“Didn’t I tell you he did come back, sir?” said the mate huskily.
“Yes, but—” began Brace.
“You don’t mean to say—” began Sir Humphrey.
“Yes, gentlemen, that’s what I do mean to say,” growled the captain. “He came aboard right enough, and went below. Nobody saw him come up again, and there’s his bed all tumbled like. But he must have come up again and fallen overboard, for he isn’t here now; and as soon as we found it out I give the order to drop anchor, and here we are.”
“But how did you happen to find it out?” said Sir Humphrey.
“Tell him, Dick,” said the captain.
The first mate shrugged his shoulders, and said gloomily:
“It was like this, gen’lemen. The skipper said one thing, but I says to myself another. ‘Jem Lynton’s no business to go off ashore the night we’re going to sail,’ I says, ‘and I shan’t go on doing his work and leaving him sleeping below there like a pig.’ So I waited till the skipper was busy forward talking to the look-out, and then I slips down below to get hold of poor old Jem by the hind leg and drop him on the floor.”

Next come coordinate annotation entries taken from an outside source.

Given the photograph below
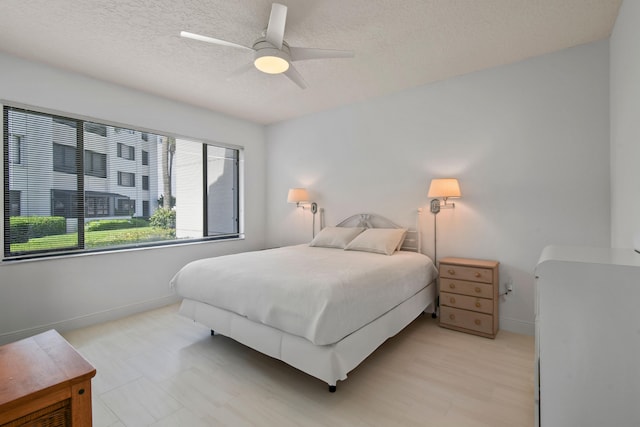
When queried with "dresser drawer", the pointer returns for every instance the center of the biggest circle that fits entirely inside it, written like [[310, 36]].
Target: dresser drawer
[[466, 319], [475, 274], [482, 305], [466, 288]]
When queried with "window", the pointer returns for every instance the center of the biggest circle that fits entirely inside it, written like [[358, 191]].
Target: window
[[126, 152], [189, 190], [15, 149], [64, 158], [95, 164], [126, 179]]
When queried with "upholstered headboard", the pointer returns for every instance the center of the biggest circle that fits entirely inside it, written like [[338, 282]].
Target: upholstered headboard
[[412, 241]]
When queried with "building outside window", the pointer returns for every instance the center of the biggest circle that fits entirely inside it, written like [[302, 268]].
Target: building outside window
[[96, 206], [126, 179], [95, 164], [64, 158], [188, 190], [145, 209], [15, 149], [14, 203], [126, 151]]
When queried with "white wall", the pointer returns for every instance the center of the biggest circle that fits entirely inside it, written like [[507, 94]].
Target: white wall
[[529, 143], [625, 126], [75, 291]]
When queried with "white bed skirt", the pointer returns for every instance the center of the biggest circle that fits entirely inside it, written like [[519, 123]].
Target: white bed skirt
[[329, 363]]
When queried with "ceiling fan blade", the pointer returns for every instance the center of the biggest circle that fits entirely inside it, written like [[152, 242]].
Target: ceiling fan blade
[[240, 71], [295, 77], [304, 53], [277, 21], [193, 36]]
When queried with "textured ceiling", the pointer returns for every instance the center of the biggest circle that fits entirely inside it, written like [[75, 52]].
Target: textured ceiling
[[398, 44]]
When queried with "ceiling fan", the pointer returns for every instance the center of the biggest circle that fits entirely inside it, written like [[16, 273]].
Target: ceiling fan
[[272, 54]]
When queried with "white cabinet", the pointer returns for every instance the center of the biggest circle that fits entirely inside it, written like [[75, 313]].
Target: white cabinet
[[588, 337]]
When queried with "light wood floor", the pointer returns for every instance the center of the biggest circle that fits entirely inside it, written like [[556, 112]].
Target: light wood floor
[[160, 369]]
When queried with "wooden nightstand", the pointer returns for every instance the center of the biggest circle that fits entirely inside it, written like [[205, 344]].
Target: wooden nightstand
[[44, 382], [469, 295]]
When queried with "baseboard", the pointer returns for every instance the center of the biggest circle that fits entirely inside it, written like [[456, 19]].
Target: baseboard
[[518, 326], [90, 319]]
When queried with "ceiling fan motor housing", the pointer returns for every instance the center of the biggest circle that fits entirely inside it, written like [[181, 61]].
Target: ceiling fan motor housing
[[269, 59]]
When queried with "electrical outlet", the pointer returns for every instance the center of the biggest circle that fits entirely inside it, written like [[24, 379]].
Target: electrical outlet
[[509, 287]]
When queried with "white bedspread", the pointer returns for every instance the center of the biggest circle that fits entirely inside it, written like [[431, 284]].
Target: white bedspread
[[320, 294]]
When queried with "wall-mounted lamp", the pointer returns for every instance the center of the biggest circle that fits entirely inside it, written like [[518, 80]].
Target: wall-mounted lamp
[[300, 197], [441, 188]]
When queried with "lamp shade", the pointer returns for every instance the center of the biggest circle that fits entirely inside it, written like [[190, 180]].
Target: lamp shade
[[444, 187], [297, 195]]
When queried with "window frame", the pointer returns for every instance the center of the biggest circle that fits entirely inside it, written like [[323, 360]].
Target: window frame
[[79, 198]]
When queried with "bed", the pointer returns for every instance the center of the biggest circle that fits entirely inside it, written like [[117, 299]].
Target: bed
[[321, 307]]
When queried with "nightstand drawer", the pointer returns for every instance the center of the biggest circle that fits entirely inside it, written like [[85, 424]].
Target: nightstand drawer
[[466, 319], [481, 305], [475, 274], [466, 288]]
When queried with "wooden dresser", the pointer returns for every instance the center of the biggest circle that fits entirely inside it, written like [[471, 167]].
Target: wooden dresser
[[469, 295], [44, 382]]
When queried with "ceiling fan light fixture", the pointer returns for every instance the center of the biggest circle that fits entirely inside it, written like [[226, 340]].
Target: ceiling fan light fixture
[[271, 61]]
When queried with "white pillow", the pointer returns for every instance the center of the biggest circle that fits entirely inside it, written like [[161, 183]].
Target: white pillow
[[335, 237], [378, 240]]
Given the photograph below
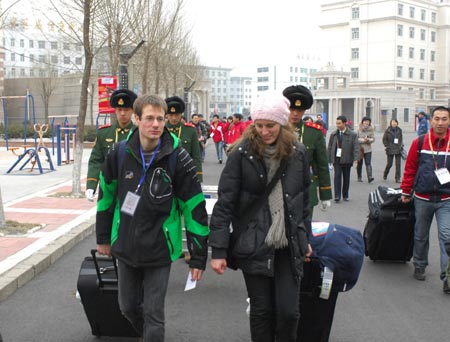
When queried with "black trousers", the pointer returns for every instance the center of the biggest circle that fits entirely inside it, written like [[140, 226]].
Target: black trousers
[[341, 179], [274, 309], [390, 159]]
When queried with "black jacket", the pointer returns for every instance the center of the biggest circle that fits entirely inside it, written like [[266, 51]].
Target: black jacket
[[241, 183]]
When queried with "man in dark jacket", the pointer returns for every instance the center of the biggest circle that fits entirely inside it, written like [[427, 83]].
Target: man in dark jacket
[[145, 186], [343, 152]]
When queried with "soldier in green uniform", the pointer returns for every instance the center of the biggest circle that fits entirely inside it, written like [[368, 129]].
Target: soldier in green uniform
[[310, 134], [122, 101], [186, 132]]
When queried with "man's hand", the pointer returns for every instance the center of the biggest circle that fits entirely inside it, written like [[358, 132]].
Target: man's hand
[[324, 205], [219, 265], [89, 195], [104, 249]]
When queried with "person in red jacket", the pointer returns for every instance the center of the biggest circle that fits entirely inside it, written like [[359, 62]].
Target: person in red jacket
[[427, 178], [216, 132]]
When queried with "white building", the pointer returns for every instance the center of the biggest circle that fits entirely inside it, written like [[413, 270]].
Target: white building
[[391, 44]]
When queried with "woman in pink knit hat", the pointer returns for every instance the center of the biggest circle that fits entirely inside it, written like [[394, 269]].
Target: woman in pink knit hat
[[263, 194]]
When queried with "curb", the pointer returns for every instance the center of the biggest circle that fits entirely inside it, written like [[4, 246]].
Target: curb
[[28, 269]]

“Yes?” said Brace, for the mate stopped.
“Well, sir, I goes to the side of his berth, holds out my right hand—nay, I won’t swear it was my right hand, because it might have been my left; but whichever it was, it stood out quite stiff, and me with it, for there was no Jem Lynton there: only the blanket pulled out like, and half of it on the floor.”